Day 6: The Ancient Nazca Lines
We traveled from Puerto Inka to Nazca via the Pan American Highway. In Nazca most of us signed up for an airplane tour over the Nazca Lines and Geoglyphs. Flying in third world countries makes me nervous.
Puerto Inka Resort
Before leaving for Nazca the following morning several of us hiked the hills on the ocean side of the resort to view the coast and the local Inka ruins. It was another beautiful day with a clear sky. Since we only had about 100 miles to ride to Nazca, our destination that day, we took our time and made it a leisurely walk.
Google Maps, 2016). The ride was largely through the arid desert (again). Nazca province is one of the most arid regions in the world with an average annual precipitation of 4 mm. There are a few small villages and towns along the way where a stream or river flows through a valley. For the most part though, it is a bleak landscape.
Nazca is known for the 1996 earth quake which nearly destroyed the entire city, but it is best known for the ancient lines and geoglyphs nearby (both are commonly referred to as the “Nazca Lines”)
There has been a persistent myth that the area was a landing strip for ancient aliens. That has been well debunked. That leaves the question, “What could be the ancient Nazcan people’s purpose for creating the lines which could only be seen from nearby mountains or the skies?” Simply, their gods. In fact, the geoglyphs are common designs on their pottery as well. (Wikipedia, 2016)
Flying the Nazca Lines
You can view the lines from a platform on the Pan American Highway northwest of Nazca, but the view is poor. Most of us chose to take the hotel shuttle to the nearby airport for a flight over the lines.
I had one reoccuring question as we waited, “How well are the aircraft maintained and how well are the pilots trained” When our turn came I could see the aircraft looked fairly new as we approached the loading zone. The pilot and guide also looked professional, but on the first attempt at starting the engine it coughed and died. I was becoming more apprehensive, however the second try was successful. The flight itself turned out to be safe and fun.

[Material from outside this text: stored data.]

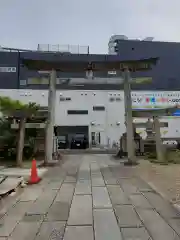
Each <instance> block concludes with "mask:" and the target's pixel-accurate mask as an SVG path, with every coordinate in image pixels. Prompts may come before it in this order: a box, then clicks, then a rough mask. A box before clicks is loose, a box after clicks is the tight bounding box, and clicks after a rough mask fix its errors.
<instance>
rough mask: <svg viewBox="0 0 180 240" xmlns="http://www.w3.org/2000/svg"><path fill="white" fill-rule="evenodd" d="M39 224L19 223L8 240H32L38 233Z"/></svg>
mask: <svg viewBox="0 0 180 240" xmlns="http://www.w3.org/2000/svg"><path fill="white" fill-rule="evenodd" d="M40 225H41V222H34V223H33V222H28V223H27V222H20V223H19V224H17V226H16V227H15V229H14V231H13V232H12V234H11V236H10V237H9V238H8V240H32V239H34V238H35V237H36V234H37V233H38V231H39V228H40Z"/></svg>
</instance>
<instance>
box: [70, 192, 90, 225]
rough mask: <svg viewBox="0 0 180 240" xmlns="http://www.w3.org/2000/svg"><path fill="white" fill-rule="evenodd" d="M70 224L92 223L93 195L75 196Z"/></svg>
mask: <svg viewBox="0 0 180 240" xmlns="http://www.w3.org/2000/svg"><path fill="white" fill-rule="evenodd" d="M68 225H75V226H78V225H92V197H91V196H90V195H84V196H83V195H75V196H74V197H73V201H72V205H71V208H70V213H69V219H68Z"/></svg>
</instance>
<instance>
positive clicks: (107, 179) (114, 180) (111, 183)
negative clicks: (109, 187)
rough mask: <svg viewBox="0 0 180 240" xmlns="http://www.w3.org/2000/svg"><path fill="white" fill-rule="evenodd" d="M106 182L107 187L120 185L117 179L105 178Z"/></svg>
mask: <svg viewBox="0 0 180 240" xmlns="http://www.w3.org/2000/svg"><path fill="white" fill-rule="evenodd" d="M104 181H105V184H106V185H119V182H118V180H117V179H116V178H107V177H104Z"/></svg>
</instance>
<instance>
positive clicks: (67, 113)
mask: <svg viewBox="0 0 180 240" xmlns="http://www.w3.org/2000/svg"><path fill="white" fill-rule="evenodd" d="M67 114H68V115H81V114H82V115H86V114H88V110H67Z"/></svg>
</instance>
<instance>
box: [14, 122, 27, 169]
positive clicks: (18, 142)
mask: <svg viewBox="0 0 180 240" xmlns="http://www.w3.org/2000/svg"><path fill="white" fill-rule="evenodd" d="M25 124H26V119H25V118H22V119H21V120H20V123H19V139H18V146H17V156H16V164H17V167H22V166H23V149H24V136H25Z"/></svg>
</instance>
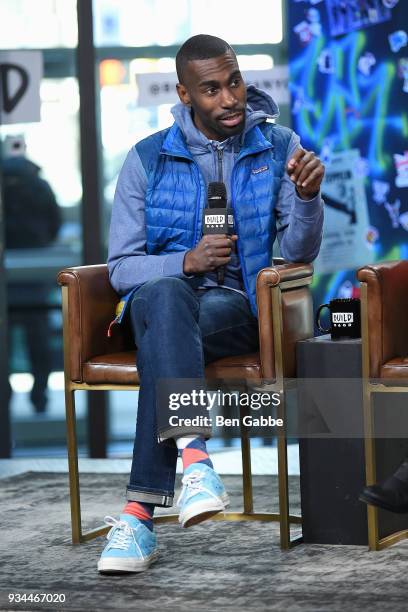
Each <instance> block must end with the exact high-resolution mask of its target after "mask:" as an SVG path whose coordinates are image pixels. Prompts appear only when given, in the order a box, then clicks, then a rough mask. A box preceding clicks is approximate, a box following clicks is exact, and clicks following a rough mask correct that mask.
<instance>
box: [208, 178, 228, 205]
mask: <svg viewBox="0 0 408 612" xmlns="http://www.w3.org/2000/svg"><path fill="white" fill-rule="evenodd" d="M208 199H209V200H212V199H215V200H226V199H227V190H226V187H225V185H224V183H222V182H221V181H214V182H213V183H209V184H208Z"/></svg>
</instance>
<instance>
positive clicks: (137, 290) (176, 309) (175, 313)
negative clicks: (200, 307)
mask: <svg viewBox="0 0 408 612" xmlns="http://www.w3.org/2000/svg"><path fill="white" fill-rule="evenodd" d="M183 306H184V307H185V308H187V309H188V310H189V311H190V312H191V313H192V314H193V316H194V317H195V318H198V312H199V303H198V299H197V297H196V295H195V293H194V291H193V290H192V289H191V287H190V286H189V285H188V283H186V282H185V281H184V280H182V279H180V278H174V277H163V278H157V279H153V280H151V281H148V282H147V283H145V284H144V285H143V286H142V287H141V288H140V289H138V290H137V291H136V293H135V295H134V298H133V301H132V305H131V311H132V318H136V319H139V320H140V317H141V318H142V319H143V320H144V321H145V322H146V321H147V320H148V319H151V318H152V317H153V318H154V319H155V320H156V319H157V318H159V319H160V320H161V319H163V317H165V318H166V319H167V318H168V319H171V318H172V316H174V315H175V314H176V313H178V314H179V313H180V312H181V309H182V308H183Z"/></svg>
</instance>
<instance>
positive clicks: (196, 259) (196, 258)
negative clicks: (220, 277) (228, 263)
mask: <svg viewBox="0 0 408 612" xmlns="http://www.w3.org/2000/svg"><path fill="white" fill-rule="evenodd" d="M237 238H238V236H236V235H233V236H227V235H226V234H207V235H206V236H203V237H202V238H201V240H200V242H199V243H198V244H197V246H196V247H195V248H194V249H192V250H191V251H188V252H187V253H186V256H185V257H184V267H183V270H184V274H202V273H203V272H212V271H213V270H216V269H217V268H219V267H220V266H225V265H226V264H228V263H229V262H230V260H231V251H232V247H233V244H234V242H235V240H237Z"/></svg>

We had a pilot and copilot. The copilot acted as our guide. As we flew into the desert northwest of Nazca the pilot would turn the plane so that the wing would be slightly above a glyph as we passed. The guide would tell us what we were seeing as we approached. After passing the glyph the pilot would do a 180 turn. He would then return to the view and repeat the process for the opposite side of the plane.
After about 45 minutes we landed safely and returned to the hotel for dinner and a short walk to the market.